Easy Ukulele Songs comes with projectable of the songs - both lyrics and notation - with the audio embedded in the PDF. We have formatted the projectable to fit the screen - the music is big and easy to read. Few publishers include interactive projectables - it makes your job much, much easier!
In the Easy Ukulele Songs projectable PDF, there are also links (embedded, so you click on the link and go right to the site) to pop songs on YouTube, and the easiest of these uses only one chord. Teaching some pop songs holds a lot of appeal for fifth and sixth graders. I really like teaching ukulele (or guitar) at the beginning of the school year. The kids are much less reticent about singing when they have a ukulele or guitar in their hands, and I’ve found that the willingness and enjoyment of singing then continues through the rest of the school year. I had a rule - “No sing - no play” and took away instruments if kids refused to sing. If you’re teaching a combination of folk and pop songs, kids are a lot easier to convince to sing.
Help! My students can’t change chords!
In Easy Ukulele Songs, the first two chord songs use F and C. (or C7). This is a fairly simple chord change but some students will find it challenging.

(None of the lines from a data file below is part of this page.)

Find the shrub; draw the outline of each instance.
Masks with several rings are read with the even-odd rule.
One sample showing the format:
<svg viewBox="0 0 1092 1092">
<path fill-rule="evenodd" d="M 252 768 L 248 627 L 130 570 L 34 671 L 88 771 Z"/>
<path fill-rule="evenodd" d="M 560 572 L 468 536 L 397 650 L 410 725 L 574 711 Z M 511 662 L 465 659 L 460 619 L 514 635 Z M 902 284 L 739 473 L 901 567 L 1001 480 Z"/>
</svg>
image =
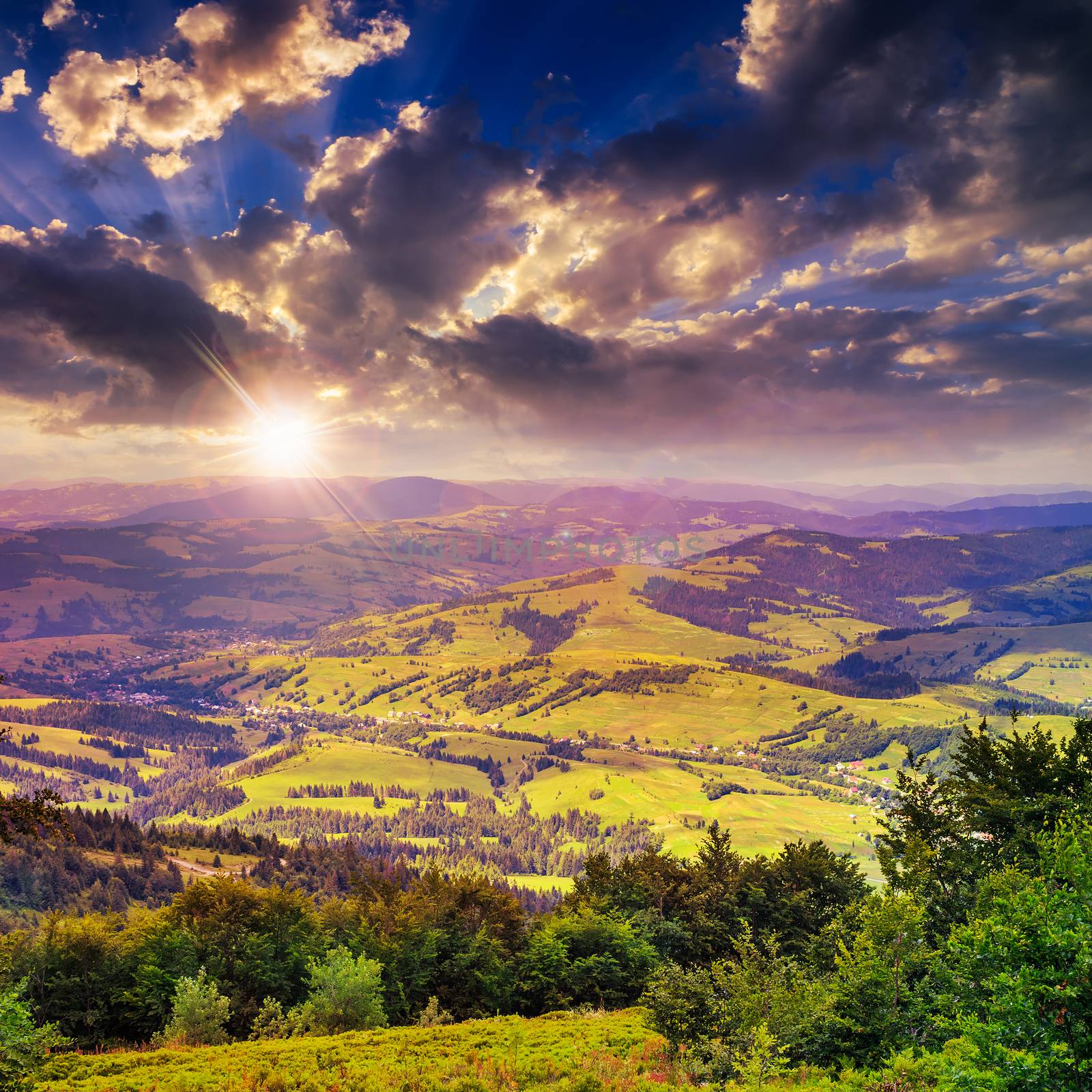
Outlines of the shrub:
<svg viewBox="0 0 1092 1092">
<path fill-rule="evenodd" d="M 69 1043 L 54 1024 L 35 1026 L 22 993 L 22 983 L 0 990 L 0 1092 L 31 1088 L 50 1049 Z"/>
</svg>

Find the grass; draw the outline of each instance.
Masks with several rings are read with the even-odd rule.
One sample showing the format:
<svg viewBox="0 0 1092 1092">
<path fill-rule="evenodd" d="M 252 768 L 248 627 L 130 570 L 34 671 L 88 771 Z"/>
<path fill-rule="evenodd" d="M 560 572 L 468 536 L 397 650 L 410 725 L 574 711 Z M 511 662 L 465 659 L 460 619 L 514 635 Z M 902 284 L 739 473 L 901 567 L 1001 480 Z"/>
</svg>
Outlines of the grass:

Begin working on changing chords by having the students the F chord for 8 beats, pause for 8 beats, and then play the C (or C7) chord for 8 beats. (The C7 chord is easier). When they can manage this, play each chord for 4 beats and pause for 4 beats. Eventually, you can eliminate the pause.
Even with lots of practice, there will be some children who can’t change the chords. I divide the class into two groups, and assign one group the C chord and the other group the F chord. I make up signs that say “F” and “C” and hold up the sign so the group knows when it is supposed to play. There are usually a few children who are able to change, and I have them sit in the middle and they play both chords.
Differentiating in Ukulele Classes
If you have special needs children in your music classes, consider downloading a Ukulele app, so they can push a button and “strum” along with the students on actual ukes. Another way to differentiate, is when you’re playing songs with a C chord, tune the ukes to G C E G. (instead of G C E A). This is an open tuning C chord. Put your special needs children in the C chord group and they can play the ukulele without putting any fingers on.